On my first buffalo hunt, I used a .375 H&H for the big stuff, but to my mind this caliber is overestimated and has not the stopping power I want from a “dangerous game” rifle. So I went to the German custom gunsmith K.H. Ritterbusch and ordered a .416 Rigby rifle with a Magnum Mauser action, equipped with a 1.5 -6 X 42mm Swarovski scope (detachable mount) and open sights. This rifle is a joy to shoot, very accurate with Romey ammo and 410-grain Woodleigh Bullets (20mm group at 100m) and all I want from a DG-rifle.
My second Rifle for the first four safaris was my pet rifle, but I realized that in areas with thick bushes, the .300 Weatherby is not the best choice. So I switched to the following batteries.
Battery For Dangerous Game
I use the.416 Rigby as mentioned above. Also, I use a .338 Winchester Magnum Winchester Model 70 rifle with classic receiver; 24-inch fluted Shilen barrel, Jewell trigger and JRS laminated stock, with Swarovski 3-12 X 50mm scope. For all the different plains game I may shoot on DG safari for bait or as a trophy, including leopard, eland or sable, I find this caliber to be very, very versatile, hard hitting and accurate.
On plains game safaris in open country like parts of Namibia, the Kalahari and so on, where I may have to shoot at distances of 300 yards or more, I like a flat-shooting rifle. So my Number One for this kind of hunting is my .300 Weatherby Magnum pet rifle. For the “little ones” like duiker, dik-dik, steenbok or small cats like caracal and for jackals, my second rifle is a Sauer 202 Outback in .243 Winchester with a Zeiss 3-9x42mm scope.
Battery For Plains Game In Bush-Country
When I hunt plains game in bushy country like Zulu-Natal, I prefer the .338 Winchester Magnum as the first rifle and the .243Winchester as the second.
Ammunition and bullets are a never-ending discussion, and everybody seems to have his pet brand and pet loads.
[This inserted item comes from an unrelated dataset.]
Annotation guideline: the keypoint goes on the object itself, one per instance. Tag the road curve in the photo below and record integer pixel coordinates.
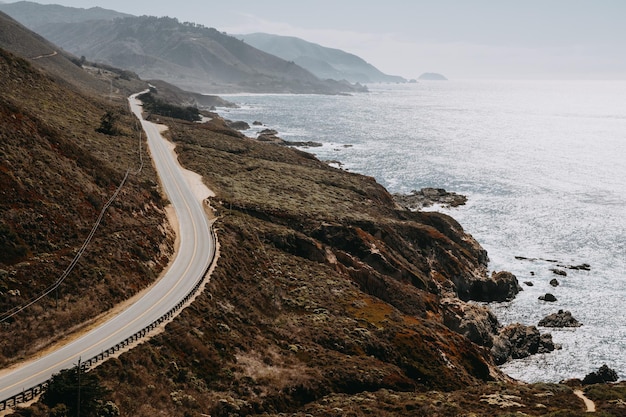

But since I have hunted on three continents and have shot about 500 game animals, I’ll try to explain my point of view.
I use factory ammunition as well as handloads, depending on which rifle I am using.
In recent years, I have become a fan of the bonded-core or welded-core bullets. Those bullets usually deliver good penetration, have good weight retention and leave a good blood trail to follow. With the .416 Rigby, I use the Romey factory load with 410-grain Woodleigh welded core bullet for buffalo and lion. For elephant and hippo, I use the Romey factory load with 410-grain Woodleigh FMJ bullet. With the .300 Weatherby Magnum, I prefer the 180-grain Norma PPC load for longer shots, and the 180-grain Norma ORYX (bonded core) load for closer shots.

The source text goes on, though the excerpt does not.